Import dataset from web and specify folder
setwd("C:\\Users\\26291\\Documents\\Data606_lab1")
source("http://www.openintro.org/stat/data/cdc.R")
Attributes Names
names(cdc)
## [1] "genhlth"  "exerany"  "hlthplan" "smoke100" "height"   "weight"  
## [7] "wtdesire" "age"      "gender"

1. Make a scatterplot of weight versus desired weight. Describe the relationship between these two variables.

(Answer) The general slope of the plot is positive which means as a person’s weight increases so does their desired weight.
plot(cdc$weight ~ cdc$wtdesire)

2. Let’s consider a new variable: the difference between desired weight (wtdesire) and current weight (weight). Create this new variable by subtracting the two columns in the data frame and assigning them to a new object called wdiff.

wdif <- (cdc$wtdesire - cdc$weight)

3. What type of data is wdiff? If an observation wdiff is 0, what does this mean about the person’s weight and desired weight. What if wdiff is positive or negative?

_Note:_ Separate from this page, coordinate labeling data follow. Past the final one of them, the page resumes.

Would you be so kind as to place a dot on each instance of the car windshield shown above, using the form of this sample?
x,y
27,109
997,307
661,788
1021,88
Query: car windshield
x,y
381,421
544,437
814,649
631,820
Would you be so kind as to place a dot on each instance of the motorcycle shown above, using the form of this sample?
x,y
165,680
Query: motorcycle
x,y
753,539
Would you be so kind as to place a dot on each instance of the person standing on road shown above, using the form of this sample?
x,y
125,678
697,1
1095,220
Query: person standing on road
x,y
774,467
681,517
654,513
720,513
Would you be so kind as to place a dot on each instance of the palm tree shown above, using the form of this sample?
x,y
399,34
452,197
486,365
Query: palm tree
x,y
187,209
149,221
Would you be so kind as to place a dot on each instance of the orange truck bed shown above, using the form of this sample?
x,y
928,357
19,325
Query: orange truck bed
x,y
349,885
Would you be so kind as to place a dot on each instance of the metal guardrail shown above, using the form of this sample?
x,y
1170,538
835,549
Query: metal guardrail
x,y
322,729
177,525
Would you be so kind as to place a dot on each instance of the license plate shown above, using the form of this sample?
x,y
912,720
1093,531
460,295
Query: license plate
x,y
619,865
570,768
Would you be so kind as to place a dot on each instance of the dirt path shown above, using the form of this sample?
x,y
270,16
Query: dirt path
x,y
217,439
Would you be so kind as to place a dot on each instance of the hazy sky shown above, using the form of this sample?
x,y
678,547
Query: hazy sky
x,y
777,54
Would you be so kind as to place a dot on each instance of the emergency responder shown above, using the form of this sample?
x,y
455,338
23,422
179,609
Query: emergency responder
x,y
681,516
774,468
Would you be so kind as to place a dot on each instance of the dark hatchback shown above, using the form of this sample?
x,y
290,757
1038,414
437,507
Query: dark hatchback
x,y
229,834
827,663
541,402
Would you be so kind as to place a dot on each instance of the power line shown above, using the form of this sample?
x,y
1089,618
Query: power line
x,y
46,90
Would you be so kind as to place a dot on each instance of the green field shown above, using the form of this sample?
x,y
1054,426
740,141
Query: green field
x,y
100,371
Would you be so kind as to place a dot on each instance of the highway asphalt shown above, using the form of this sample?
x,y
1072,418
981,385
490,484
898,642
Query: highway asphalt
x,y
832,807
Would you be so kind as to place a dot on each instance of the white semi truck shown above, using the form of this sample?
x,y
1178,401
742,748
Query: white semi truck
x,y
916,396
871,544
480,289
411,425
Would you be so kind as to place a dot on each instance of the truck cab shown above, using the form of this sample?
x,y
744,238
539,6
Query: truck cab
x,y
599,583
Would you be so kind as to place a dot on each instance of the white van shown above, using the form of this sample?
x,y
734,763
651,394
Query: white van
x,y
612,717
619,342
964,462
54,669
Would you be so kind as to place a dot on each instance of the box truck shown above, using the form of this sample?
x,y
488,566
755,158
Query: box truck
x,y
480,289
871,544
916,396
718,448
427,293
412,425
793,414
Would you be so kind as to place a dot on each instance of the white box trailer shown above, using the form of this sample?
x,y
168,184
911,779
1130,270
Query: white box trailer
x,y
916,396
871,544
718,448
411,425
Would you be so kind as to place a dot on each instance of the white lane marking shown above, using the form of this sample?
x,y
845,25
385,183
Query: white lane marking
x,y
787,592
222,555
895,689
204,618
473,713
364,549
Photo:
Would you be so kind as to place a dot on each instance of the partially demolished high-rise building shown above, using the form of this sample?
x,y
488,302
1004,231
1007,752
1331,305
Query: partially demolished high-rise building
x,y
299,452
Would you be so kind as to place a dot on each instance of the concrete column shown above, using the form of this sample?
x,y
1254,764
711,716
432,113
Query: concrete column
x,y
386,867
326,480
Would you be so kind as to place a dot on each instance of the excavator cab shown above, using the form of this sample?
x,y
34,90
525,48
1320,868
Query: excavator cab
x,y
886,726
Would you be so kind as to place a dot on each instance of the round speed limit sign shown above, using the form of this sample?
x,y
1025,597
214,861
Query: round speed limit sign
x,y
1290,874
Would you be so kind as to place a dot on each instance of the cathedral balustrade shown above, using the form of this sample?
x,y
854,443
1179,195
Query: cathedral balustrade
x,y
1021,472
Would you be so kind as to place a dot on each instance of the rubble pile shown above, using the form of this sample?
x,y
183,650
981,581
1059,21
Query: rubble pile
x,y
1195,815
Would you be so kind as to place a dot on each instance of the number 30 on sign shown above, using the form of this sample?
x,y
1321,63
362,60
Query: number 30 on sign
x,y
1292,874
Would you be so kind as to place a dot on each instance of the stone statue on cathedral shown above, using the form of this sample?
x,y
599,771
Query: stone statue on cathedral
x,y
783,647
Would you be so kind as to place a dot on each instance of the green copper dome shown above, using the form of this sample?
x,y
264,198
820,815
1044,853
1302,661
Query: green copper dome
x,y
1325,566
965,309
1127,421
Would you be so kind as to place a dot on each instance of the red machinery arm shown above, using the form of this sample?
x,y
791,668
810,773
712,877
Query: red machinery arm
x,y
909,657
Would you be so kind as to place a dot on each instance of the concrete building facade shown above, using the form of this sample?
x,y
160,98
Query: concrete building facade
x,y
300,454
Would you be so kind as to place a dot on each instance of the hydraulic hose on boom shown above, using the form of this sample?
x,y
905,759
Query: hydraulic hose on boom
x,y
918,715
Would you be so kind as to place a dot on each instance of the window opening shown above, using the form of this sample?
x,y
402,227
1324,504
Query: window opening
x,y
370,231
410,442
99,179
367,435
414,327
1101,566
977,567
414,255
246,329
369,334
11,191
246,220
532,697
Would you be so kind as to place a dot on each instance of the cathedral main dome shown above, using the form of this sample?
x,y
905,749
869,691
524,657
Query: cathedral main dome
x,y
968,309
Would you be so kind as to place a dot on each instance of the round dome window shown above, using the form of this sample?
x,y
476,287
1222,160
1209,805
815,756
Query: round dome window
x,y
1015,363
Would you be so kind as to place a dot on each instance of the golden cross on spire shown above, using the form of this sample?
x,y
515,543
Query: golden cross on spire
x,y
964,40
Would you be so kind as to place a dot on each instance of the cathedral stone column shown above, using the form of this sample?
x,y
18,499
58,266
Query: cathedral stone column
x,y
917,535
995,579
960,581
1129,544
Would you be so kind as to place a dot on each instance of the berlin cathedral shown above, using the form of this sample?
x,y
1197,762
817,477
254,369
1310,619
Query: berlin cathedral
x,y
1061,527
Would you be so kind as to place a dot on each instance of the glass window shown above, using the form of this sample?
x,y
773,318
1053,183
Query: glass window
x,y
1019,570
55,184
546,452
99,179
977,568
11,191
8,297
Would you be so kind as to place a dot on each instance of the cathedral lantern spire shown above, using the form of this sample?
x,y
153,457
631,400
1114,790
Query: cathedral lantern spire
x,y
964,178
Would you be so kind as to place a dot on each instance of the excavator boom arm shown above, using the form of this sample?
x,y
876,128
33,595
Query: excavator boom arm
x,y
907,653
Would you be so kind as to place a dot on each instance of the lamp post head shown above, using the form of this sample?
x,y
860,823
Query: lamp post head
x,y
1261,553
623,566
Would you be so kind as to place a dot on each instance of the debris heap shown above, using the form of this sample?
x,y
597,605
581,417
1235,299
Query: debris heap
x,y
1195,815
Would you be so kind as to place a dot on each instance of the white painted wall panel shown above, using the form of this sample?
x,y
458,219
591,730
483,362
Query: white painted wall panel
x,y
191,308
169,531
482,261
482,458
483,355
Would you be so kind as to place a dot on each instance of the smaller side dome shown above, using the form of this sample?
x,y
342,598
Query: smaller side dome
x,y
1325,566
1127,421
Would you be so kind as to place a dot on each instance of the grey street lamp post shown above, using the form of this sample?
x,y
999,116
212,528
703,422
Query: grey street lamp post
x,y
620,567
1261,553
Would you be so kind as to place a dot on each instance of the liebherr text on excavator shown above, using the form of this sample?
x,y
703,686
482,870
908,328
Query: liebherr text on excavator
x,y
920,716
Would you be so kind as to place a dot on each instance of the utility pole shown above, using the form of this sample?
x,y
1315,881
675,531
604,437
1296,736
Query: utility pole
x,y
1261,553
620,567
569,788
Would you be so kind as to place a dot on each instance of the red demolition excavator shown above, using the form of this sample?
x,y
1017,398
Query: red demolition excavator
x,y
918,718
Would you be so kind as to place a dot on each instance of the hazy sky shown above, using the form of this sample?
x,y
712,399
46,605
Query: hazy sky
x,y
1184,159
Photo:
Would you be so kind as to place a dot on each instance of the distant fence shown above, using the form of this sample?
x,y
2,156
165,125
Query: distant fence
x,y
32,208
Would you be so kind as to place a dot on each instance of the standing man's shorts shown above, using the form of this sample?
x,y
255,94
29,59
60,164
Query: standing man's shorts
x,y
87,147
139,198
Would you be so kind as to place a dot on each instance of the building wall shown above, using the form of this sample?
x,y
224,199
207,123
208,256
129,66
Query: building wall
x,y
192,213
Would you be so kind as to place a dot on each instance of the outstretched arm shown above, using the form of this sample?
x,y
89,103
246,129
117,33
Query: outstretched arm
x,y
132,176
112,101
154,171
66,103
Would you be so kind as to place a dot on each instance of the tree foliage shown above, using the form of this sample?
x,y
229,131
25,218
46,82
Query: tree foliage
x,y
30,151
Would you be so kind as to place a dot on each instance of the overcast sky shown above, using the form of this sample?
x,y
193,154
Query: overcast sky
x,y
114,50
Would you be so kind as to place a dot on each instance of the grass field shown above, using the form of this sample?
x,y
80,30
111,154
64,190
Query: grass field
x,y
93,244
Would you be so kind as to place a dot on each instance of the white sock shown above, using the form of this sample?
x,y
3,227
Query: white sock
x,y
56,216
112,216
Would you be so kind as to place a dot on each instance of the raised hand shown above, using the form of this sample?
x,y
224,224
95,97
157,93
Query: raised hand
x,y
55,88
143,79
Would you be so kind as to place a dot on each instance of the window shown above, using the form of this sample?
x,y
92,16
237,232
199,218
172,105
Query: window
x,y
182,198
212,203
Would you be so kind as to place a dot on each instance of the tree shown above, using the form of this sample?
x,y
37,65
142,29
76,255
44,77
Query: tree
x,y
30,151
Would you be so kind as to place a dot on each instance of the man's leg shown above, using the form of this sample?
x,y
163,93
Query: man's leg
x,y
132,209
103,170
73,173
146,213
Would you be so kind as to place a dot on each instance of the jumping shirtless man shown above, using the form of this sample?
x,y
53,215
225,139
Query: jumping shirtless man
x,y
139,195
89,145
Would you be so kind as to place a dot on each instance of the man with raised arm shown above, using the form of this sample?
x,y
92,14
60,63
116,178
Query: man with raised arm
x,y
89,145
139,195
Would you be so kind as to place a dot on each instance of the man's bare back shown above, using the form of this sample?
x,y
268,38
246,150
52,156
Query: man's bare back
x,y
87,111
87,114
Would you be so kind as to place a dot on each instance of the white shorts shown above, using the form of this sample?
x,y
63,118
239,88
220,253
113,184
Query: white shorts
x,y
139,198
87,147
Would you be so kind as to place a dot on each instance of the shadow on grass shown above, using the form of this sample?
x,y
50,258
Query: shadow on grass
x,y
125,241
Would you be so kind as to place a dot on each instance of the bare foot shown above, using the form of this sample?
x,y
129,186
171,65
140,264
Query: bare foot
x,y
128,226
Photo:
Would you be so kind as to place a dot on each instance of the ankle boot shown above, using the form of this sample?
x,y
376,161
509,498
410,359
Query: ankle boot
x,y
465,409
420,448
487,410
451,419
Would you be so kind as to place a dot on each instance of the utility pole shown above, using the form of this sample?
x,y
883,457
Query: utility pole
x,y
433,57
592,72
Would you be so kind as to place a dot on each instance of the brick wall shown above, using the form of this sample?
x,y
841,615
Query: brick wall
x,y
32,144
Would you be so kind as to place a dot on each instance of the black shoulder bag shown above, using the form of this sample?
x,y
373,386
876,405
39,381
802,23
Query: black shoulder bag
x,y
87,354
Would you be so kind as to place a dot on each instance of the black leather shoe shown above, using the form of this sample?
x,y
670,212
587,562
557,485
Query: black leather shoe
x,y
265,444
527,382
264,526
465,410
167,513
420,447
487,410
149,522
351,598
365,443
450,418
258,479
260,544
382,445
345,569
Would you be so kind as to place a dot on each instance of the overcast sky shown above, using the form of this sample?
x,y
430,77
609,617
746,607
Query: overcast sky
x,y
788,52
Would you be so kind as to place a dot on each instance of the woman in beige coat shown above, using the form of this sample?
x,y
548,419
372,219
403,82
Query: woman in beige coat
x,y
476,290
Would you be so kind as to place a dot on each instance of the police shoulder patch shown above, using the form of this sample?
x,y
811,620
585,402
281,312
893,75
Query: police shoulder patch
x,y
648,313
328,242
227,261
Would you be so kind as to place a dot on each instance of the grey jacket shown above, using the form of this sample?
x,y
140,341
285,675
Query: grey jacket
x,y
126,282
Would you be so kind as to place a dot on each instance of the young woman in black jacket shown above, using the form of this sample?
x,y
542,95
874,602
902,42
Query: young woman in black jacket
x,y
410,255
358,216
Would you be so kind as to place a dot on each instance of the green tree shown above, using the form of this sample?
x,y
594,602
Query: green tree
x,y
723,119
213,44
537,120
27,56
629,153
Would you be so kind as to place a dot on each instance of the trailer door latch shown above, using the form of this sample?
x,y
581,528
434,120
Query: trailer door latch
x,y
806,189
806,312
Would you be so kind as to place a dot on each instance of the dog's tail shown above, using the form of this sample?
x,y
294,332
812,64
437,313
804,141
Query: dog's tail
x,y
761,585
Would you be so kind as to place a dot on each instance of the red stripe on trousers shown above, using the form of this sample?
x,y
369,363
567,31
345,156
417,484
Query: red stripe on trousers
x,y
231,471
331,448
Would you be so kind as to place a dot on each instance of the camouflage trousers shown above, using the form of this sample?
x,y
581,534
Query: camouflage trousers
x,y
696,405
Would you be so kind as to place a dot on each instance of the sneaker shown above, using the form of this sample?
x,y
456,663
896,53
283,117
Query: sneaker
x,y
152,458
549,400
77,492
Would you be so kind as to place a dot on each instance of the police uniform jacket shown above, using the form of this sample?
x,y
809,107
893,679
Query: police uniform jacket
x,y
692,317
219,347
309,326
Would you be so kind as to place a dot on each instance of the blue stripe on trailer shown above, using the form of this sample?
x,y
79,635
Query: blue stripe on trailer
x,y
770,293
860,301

(Answer) wdiff is numerical and discrete. If an observation is 0, then the respondent is satisfied with their current weight

If wdiff is negative, than they want to lose weight, if it is positive, they want to gain weight.

4. Describe the distribution of wdiff in terms of its center, shape, and spread, including any plots you use. What does this tell us about how people feel about their current weight?

(Answer)
boxplot(wdif)

hist(wdif, breaks = 40)

plot(wdif)

summary(wdif)
##    Min. 1st Qu.  Median    Mean 3rd Qu.    Max. 
## -300.00  -21.00  -10.00  -14.59    0.00  500.00
Wdiff median = -10, mean = -14.59, so it’s typical for people to want to lose around 10 to 15 pounds

The Wdiff histogram is unimodal with a slight left skew, so there are some people who want to lose a lot of weight, and few people who want to gain weight

The iqr spread is between 0 and -21 pounds, although there are many outliers, mostly of people who want to lose weight

5. Using numerical summaries and a side-by-side box plot, determine if men tend to view their weight differently than women.

difwdif <- data.frame(wdif, cdc$gender)
summary(subset(difwdif, cdc.gender == "m"))
##       wdif         cdc.gender
##  Min.   :-300.00   m:9569    
##  1st Qu.: -20.00   f:   0    
##  Median :  -5.00             
##  Mean   : -10.71             
##  3rd Qu.:   0.00             
##  Max.   : 500.00
summary(subset(difwdif, cdc.gender == "f"))
##       wdif         cdc.gender
##  Min.   :-300.00   m:    0   
##  1st Qu.: -27.00   f:10431   
##  Median : -10.00             
##  Mean   : -18.15             
##  3rd Qu.:   0.00             
##  Max.   :  83.00
boxplot(difwdif$wdif ~ difwdif$cdc.gender)

As per the boxplot output, Women (median = -10) generally appear to want to lose a few more pounds than men (median = -5), and women have a slightly larger range of how much they want to lose/gain (iqr = 27) than men (iqr = 20). Interestingly, more men than women appear to want to gain weight.

6. Now it’s time to get creative. Find the mean and standard deviation of weight and determine what proportion of the weights are within one standard deviation of the mean.

avg_wt <- mean(cdc$weight)
avg_wt 
## [1] 169.683
sd_wt <- sd(cdc$weight)
sd_wt
## [1] 40.08097
weight_within_one_sd <- subset(cdc, weight < (avg_wt + sd_wt) & weight > (avg_wt - sd_wt))
dim(weight_within_one_sd)
## [1] 14152     9
dim(weight_within_one_sd)[1]/dim(cdc)[1]
## [1] 0.7076
Since there are 14152 observations in the required subset, out of a total of 20000 observations, this represents a

proportion of 14152/20000 = 0.7076, or about 71%. Thus 71% of weights are within 1 standard deviation of the mean.